- Occupation(s): Professor of Environmental Law, Dean of UCL Faculty of Laws

Academic background
- Alma mater: University of Sydney, University of Oxford
- Thesis: The role of environmental principles in the decisions of the European Union courts and New South Wales Land and Environment Court (2010)
- Doctoral advisor: Liz Fisher

Academic work
- Discipline: Environmental law
- Institutions: University College London

= Eloise Scotford =

Australian academic (born 1978)

Eloise Scotford (born 1978) is an Australian academic, currently Professor of Environmental Law and Dean at the UCL Faculty of Laws.

== Early life and education ==
Scotford grew up in Sydney, Australia. Her mother was a local councillor involved in environmental protection, and her father was a lawyer. She read combined law and sciences at the University of Sydney, where she won the University Medal in Law, and clerked for Chief Justice of Australia Murray Gleeson. Scotford then continued her studies with a Bachelor of Civil Law at Magdalen College, Oxford, graduating with distinction.

== Academic career ==
While preparing a Doctor of Philosophy in Law at University of Oxford, Scotford taught European Union law and environmental law at Corpus Christi College, Oxford as Career Development Fellow. Following this, she was appointed as a lecturer and later senior lecturer at the Dickson Poon School of Law, King's College London, before being appointed Professor of Environmental Law at the Faculty of Laws, University College London (UCL). In 2022, Eloise Scotford was appointed as Dean of UCL Laws.

In addition to these academic appointments, Scotford is an associate member of Landmark Chambers.

== Research interests ==
Scotford's research centres on air quality law, climate change law, waste law, and the interaction of environmental principles with the legal and institutional settings that they find themselves in.

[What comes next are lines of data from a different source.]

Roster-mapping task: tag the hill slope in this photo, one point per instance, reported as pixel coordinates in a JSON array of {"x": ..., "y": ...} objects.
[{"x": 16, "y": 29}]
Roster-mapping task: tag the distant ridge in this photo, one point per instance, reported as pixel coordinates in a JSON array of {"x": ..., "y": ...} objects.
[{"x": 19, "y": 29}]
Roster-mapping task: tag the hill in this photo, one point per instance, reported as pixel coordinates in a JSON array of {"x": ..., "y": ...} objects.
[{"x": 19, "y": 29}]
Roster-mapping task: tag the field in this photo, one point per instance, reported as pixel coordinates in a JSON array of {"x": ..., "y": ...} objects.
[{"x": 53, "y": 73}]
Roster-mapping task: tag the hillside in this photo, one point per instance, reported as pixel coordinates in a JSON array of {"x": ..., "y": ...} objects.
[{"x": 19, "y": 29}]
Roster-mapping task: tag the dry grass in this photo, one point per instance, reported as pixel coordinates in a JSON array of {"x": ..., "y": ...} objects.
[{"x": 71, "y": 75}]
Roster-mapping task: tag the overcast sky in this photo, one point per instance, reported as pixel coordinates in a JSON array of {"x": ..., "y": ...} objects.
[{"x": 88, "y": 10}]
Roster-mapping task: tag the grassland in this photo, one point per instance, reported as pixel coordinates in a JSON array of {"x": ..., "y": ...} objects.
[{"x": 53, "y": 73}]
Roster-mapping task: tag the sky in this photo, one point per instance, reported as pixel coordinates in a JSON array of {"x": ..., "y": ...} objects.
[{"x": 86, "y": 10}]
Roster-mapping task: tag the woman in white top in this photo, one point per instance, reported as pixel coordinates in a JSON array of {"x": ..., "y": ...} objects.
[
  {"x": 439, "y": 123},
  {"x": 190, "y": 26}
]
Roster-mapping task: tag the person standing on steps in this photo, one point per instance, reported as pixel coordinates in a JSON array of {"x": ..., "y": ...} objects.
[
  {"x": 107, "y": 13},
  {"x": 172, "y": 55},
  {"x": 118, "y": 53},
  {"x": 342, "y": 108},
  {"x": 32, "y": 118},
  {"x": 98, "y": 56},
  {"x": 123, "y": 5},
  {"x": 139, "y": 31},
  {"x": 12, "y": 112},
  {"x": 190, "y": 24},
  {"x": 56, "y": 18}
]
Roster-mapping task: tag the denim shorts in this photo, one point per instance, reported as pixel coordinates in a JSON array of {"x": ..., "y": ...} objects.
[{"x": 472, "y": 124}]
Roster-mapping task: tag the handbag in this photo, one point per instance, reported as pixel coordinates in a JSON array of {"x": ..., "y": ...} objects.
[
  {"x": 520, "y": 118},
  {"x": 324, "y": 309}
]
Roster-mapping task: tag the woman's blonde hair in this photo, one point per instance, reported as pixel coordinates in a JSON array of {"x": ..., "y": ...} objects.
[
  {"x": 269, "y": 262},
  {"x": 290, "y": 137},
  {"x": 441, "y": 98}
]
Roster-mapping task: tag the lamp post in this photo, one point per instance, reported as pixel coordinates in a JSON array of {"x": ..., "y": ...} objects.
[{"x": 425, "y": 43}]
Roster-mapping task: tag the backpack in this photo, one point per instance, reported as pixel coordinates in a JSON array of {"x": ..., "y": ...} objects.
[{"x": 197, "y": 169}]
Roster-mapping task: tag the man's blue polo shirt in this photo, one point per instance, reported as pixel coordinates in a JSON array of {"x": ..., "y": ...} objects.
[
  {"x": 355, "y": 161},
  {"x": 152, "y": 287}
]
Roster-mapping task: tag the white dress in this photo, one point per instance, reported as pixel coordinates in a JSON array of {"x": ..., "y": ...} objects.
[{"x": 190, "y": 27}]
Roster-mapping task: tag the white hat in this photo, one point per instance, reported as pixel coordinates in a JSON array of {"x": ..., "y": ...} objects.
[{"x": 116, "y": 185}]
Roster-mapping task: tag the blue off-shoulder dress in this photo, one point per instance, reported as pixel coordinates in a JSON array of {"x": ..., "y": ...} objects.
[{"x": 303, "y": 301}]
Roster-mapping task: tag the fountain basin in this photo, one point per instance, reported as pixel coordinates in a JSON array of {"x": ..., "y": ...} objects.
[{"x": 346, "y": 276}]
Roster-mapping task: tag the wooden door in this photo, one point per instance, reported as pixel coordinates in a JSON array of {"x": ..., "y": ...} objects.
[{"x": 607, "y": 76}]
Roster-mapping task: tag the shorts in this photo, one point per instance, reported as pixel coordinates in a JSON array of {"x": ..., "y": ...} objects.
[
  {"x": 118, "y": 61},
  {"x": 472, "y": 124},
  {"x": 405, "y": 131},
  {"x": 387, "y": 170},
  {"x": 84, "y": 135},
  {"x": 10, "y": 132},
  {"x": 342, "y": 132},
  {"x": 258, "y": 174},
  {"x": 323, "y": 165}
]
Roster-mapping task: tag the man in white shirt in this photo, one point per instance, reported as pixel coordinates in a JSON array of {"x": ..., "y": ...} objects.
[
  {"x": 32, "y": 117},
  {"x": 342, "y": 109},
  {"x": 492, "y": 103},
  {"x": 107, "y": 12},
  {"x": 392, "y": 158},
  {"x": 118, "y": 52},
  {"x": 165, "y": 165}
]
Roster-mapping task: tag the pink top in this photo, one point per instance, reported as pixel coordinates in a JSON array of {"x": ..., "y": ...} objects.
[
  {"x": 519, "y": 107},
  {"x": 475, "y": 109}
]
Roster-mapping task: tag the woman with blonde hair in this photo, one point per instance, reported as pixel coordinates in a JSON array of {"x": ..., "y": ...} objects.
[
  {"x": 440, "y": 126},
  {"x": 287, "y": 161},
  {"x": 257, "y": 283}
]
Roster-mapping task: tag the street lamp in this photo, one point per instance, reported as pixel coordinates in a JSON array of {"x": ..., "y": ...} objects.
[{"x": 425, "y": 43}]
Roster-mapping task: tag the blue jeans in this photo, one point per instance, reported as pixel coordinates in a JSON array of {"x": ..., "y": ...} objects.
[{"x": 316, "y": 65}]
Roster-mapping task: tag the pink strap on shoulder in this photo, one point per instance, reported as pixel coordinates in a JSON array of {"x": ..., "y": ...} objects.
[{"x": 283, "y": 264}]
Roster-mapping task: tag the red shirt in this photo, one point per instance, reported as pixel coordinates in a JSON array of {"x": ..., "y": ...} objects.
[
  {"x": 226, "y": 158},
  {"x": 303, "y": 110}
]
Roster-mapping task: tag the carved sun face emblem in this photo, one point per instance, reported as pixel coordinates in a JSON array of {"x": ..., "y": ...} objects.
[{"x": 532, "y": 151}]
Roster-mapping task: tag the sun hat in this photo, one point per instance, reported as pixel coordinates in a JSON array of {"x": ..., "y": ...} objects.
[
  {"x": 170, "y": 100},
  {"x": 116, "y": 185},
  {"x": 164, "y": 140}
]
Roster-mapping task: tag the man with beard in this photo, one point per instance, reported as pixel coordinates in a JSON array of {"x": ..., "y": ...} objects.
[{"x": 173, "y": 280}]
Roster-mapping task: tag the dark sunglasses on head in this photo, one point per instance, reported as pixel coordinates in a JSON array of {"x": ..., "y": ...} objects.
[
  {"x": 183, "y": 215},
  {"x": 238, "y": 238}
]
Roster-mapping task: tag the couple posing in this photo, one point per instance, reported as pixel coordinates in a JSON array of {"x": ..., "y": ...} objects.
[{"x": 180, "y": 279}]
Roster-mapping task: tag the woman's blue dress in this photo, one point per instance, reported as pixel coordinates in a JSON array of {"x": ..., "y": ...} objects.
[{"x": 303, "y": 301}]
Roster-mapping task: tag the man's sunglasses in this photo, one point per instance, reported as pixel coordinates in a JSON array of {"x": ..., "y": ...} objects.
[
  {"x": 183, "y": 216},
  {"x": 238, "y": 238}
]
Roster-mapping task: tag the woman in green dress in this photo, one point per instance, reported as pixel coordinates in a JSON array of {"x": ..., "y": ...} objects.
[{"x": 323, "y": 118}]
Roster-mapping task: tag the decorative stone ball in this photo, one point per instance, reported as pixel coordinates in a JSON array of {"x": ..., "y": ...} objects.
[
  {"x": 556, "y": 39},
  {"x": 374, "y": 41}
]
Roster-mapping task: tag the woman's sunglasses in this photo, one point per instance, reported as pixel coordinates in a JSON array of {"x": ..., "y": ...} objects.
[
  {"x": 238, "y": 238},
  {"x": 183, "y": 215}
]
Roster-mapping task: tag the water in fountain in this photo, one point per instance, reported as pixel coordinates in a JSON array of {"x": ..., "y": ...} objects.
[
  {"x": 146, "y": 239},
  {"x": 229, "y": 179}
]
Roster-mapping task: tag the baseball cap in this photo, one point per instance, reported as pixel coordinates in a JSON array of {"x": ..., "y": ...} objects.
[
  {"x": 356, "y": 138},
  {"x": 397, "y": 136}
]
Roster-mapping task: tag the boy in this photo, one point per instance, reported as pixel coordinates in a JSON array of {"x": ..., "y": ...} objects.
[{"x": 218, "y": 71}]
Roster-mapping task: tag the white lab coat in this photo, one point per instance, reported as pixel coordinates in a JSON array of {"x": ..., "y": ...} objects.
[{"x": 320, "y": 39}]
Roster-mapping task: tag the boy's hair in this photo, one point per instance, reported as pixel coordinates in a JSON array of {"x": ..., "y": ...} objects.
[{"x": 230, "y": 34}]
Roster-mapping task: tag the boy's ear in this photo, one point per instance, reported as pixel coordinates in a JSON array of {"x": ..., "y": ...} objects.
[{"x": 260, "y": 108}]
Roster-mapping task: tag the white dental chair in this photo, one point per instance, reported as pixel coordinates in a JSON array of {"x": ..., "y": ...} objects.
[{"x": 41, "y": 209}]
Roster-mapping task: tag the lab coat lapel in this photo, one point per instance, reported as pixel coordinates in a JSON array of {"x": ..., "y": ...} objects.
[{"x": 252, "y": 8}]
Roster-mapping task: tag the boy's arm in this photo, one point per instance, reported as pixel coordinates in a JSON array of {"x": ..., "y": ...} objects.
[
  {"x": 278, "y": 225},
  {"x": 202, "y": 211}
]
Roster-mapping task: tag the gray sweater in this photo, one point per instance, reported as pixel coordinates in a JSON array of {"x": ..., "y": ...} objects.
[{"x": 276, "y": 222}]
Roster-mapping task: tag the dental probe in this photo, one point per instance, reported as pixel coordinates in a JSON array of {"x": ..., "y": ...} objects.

Scotford's research is widely drawn upon by policymakers. She has been invited to give oral evidence to the UK Parliament and the Scottish Parliament, and her research is credited as directly leading to amendments in the Environment Act 2021. Scotford has written policy documents for the Commonwealth Secretariat to inform the Senior Officials of Law Ministries meetings on climate change and law, and for the United Nations Environment Programme on ambient air quality legislation. In addition, Scotford sits on the advisory group for the UK Office for Environmental Protection.

== Selected works ==

- Eloise Scotford, Environmental Principles and the Evolution of Environmental Law (Hart Publishing 2017)
- Eloise Scotford and Rachael Walsh, ‘The Symbiosis of Property and English Environmental Law – Property Rights in a Public Law Context’ (2013) 76 The Modern Law Review 1010
- Elizabeth Fisher, Eloise Scotford and Emily Barritt, ‘The Legally Disruptive Nature of Climate Change’ (2017) 80 The Modern Law Review 173
- Eloise Scotford, ‘Legislation and the Stress of Environmental Problems’ (2021) 74 Current Legal Problems 299.
- Elizabeth Fisher, Bettina Lange, Eloise Scotford and Cinnamon Carlane, ‘Maturity and Methodology: Starting a Debate about Environmental Law Scholarship’ (2009) 21 Journal of Environmental Law 213.